A woman's intuition was the cause of the prosecution again.st Congressman Williamson and his associates. Mr. Neuhausen, while occupying the position as Agent in Charge of Special Agents for Oregon—an office since designated as "Chief of Field Division"—with headquarters at The Dalles Land Office, had received instructions from the Commissioner of the General Land Office to investigate the status of the various entries embraced in the two townships, so many sworn statements, or timber applications, having been filed almost simultaneously as to arouse the suspicions of the authorities in Washington. In the course of his investigations, Mrs. Neuhausen assisted her husband in many ways, her knowledge of the land laws and familiarity with the methods of acquiring title to public lands being of immense benefit to him. While going over the accounts and records of the local Land office, Mrs. Neuhausen made the discovery that the checks in nearly every instance that had been transmitted to the Receiver at The Dalles Land Office as payment for the different tracts, had been issued in the name of Dr. Van Gesner an a Prineville bank, and further inquiry led to the discovery that Dr. Gesner was a member of the sheep raising firm of Williamson & Gesner.
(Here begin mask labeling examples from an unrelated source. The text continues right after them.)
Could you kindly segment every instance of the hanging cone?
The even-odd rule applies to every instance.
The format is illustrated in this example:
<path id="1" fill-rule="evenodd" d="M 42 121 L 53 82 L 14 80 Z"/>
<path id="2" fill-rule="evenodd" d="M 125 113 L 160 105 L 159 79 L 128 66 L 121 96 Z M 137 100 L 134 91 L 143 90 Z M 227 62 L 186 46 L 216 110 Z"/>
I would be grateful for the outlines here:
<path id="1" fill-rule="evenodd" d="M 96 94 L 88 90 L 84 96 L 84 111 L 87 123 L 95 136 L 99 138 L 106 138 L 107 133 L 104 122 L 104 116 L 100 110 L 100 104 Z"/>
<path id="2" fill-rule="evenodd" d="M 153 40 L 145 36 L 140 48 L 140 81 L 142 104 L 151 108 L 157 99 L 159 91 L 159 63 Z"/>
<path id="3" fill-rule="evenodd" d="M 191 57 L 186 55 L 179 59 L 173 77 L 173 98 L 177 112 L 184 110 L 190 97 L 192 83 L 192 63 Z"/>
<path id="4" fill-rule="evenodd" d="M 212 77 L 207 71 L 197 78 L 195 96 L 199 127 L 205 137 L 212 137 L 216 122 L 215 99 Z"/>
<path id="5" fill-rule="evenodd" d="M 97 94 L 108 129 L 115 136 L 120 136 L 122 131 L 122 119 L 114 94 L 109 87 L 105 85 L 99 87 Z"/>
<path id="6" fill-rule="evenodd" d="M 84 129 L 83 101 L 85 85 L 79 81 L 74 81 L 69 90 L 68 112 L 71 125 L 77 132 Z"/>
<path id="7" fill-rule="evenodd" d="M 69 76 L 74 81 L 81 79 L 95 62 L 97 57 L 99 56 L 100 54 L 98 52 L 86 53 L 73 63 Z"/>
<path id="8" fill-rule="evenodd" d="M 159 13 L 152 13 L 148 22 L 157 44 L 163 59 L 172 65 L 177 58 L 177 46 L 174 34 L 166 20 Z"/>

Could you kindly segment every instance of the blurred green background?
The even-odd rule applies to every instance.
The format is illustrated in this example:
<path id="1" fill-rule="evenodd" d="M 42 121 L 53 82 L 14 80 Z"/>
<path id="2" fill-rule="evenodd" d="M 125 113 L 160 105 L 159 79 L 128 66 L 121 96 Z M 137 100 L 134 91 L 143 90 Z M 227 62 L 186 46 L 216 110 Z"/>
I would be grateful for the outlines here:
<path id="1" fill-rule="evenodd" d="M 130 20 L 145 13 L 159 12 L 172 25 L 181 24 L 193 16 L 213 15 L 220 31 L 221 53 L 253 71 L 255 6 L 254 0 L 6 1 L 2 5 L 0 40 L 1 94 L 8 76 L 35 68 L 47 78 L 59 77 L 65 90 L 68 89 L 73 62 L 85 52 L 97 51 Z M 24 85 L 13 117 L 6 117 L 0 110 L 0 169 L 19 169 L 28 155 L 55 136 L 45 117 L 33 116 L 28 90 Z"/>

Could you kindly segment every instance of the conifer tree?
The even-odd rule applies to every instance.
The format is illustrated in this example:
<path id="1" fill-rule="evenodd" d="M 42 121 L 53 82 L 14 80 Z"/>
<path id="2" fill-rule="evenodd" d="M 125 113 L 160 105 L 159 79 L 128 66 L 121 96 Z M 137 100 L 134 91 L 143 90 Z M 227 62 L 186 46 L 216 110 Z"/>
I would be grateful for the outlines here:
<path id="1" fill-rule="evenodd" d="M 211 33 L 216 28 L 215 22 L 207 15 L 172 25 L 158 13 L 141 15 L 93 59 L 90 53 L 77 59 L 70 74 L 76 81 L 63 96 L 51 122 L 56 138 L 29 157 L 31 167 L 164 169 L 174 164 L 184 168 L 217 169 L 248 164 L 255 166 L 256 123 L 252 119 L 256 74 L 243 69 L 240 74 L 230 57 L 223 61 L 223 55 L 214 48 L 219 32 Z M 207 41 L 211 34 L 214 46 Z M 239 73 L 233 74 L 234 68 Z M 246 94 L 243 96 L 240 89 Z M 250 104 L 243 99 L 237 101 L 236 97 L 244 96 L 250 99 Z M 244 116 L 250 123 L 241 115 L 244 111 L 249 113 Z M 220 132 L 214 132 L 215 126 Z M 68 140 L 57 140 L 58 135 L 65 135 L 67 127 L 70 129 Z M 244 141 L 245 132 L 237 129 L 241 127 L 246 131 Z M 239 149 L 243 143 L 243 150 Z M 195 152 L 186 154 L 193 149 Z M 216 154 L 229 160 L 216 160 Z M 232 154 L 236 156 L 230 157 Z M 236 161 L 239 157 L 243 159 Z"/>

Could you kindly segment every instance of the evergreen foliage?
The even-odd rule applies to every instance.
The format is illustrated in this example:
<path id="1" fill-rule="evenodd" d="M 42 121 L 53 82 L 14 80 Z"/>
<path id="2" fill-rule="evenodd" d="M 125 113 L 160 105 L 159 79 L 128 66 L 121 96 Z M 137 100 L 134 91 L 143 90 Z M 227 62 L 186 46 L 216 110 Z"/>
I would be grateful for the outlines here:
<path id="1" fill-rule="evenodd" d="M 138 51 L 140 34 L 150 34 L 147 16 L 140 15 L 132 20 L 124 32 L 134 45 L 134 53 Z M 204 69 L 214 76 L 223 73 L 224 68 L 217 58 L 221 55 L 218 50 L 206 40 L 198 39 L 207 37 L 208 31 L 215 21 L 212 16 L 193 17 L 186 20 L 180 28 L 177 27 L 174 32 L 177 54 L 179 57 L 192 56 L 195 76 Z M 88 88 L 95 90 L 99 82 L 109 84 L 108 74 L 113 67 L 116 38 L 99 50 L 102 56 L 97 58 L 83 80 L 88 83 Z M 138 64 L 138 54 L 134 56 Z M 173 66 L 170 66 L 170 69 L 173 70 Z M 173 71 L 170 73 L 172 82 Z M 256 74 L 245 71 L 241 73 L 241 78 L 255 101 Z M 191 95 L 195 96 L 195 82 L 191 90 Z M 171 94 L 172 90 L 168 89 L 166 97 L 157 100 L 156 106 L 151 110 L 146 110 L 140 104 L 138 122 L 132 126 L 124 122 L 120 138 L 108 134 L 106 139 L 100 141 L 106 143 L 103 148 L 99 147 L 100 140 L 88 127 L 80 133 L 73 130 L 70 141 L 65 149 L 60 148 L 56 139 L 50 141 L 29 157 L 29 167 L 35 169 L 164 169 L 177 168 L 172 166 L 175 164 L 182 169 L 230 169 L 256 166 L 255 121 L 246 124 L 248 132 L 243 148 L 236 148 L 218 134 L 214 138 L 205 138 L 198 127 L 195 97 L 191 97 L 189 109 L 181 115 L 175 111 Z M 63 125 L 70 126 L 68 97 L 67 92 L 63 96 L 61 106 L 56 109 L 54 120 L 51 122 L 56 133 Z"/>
It developed, upon investigation by Mr. Neuhausen, that while the lands were being taken up under the timber act, they were almost invariably bereft of standing timber of any commercial value, and were chiefly valuable for grazing purposes. Putting these circumstances together, he concluded that a fraud of huge dimensions was about to be perpetrated, and succeeded in obtaining confessions from a number of the entrymen, many of whom were employees of Williamson & Gesner, who admitted locating the lands in the interest of the stock raisers. A quantity of photographs were also secured, taken at different points in the two affected townships, nearly all of which indicated that the "timber" on the claims consisted for the most part of sagebrush and other undergrowth. These photographs were introduced in evidence, and formed part of the Government's exhibits in the case.
The defendants were represented in Court by Judge A. S. Bennett and H. S. Wilson, of The Dalles, and George W. Barnes, of Burns, Oregon.